Could a writer get away with this scenario?

Here’s the synopsis. A sea eagle and a buzzard are found dead. The police investigate and discover over 30 pieces of poisoned meat and a dead hare sprinkled with poison on a pair of Scottish estates. Backstory: the sea eagle was hatched as part of a government-funded reintroduction programme – its distinctive tags led the person who found its body to tell the RSPB, who in turn told the police. Police procedural element: during the police search a dead buzzard was found, only yards from the eagle, and the hare’s poisoned carcass was only yards away from both. A fingertip search then discovers the neatly cut and poisoned cubes of deer meat. Conflict element: the millionaire owner of one of the two estates had already lost a substantial amount of his EU farming subsidies after the police discovered poisoned meat in his employees vehicles earlier in the year. But he says it’s nothing to do with him.

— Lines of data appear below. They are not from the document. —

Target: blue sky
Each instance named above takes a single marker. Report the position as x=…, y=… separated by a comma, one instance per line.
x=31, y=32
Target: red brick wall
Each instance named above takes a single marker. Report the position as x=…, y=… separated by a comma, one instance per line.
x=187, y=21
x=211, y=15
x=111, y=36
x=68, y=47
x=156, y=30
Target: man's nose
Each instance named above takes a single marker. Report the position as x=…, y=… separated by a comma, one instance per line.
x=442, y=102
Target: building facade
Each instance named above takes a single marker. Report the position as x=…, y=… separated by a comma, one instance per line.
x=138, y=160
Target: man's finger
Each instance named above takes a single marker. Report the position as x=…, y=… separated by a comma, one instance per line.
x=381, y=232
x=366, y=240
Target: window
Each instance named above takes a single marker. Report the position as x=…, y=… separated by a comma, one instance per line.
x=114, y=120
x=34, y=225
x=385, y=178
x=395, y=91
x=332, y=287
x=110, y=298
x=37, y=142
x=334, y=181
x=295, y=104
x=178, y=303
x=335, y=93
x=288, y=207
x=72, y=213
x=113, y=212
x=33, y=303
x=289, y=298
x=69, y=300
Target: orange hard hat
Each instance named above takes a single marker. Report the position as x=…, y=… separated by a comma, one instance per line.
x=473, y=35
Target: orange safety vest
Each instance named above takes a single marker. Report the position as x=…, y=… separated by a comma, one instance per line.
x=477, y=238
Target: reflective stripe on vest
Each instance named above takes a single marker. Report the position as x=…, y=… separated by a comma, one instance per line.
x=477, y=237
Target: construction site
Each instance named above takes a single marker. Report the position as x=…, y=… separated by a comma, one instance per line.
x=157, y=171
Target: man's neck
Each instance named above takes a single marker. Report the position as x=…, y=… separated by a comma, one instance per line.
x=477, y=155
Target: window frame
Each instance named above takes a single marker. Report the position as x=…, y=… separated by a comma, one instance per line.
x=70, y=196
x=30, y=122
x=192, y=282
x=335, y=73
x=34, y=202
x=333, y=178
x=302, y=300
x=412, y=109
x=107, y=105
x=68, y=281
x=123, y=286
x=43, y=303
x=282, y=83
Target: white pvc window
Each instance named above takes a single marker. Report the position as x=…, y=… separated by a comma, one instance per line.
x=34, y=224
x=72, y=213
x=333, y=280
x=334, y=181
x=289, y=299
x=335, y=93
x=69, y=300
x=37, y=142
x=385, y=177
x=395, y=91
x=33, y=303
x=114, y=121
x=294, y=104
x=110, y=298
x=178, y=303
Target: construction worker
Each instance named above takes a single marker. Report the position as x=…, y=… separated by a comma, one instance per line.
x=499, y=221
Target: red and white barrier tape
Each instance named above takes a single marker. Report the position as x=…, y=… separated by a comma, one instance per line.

Well, what’s the motive? Perhaps this man with millions can’t spare a beautiful bird of prey a couple of fish or perhaps, as he claims, he’s completely innocent. It’s one of those occasions where I can’t help feeling that a fiction writer wouldn’t be allowed to get away with such a scenario because everybody would say it was just so petty for a rich man to kill a predator out of spite. Quite true, most rich men who kill predators do it for ‘sport’. On balance I think I prefer the poison approach, although ideally I’d like the eagle and buzzard to be left alone to live their glorious lives which are naturally quite perilous enough. And no, I’m not thinking of writing about it, but I hope those responsible get their legal and poetic desserts.

Oh, and the bit that would stop the novel getting published? Not any of the above, but that the rich man’s profession is banking – surely too much of a cliché to get past any slush pile reader!

Beautiful Norwegian Sea Eagle courtesy of Maltesen at Flickr

4 Comments

  1. Nik's Blog
    10th November 2008

    Makes you bloody sick, doesn’t it.

    Nik

    Reply
  2. disgruntled
    11th November 2008

    Ah yes, but as the most obvious suspect, clearly it wasn’t the banker wot done it. Throw in a jealous wife, a disgruntled ex-gamekeeper and a cuckolded environmentalist whose father loved canaries more than he loved him, and you’ve got a novel on your hands…

    Actually … may I?

    Reply
  3. Kay Sexton
    13th November 2008

    Nik – it does.

    Disgruntled – all yours! I’d love to see what you could do with it …

    Reply
  4. Kip de Moll
    18th November 2008

    I assume this is a real story rank in the British papers that hasn’t made its way over here. Truth is usually stranger.

    Bravo to the wit that can wield the pen that’s mightier than the sword.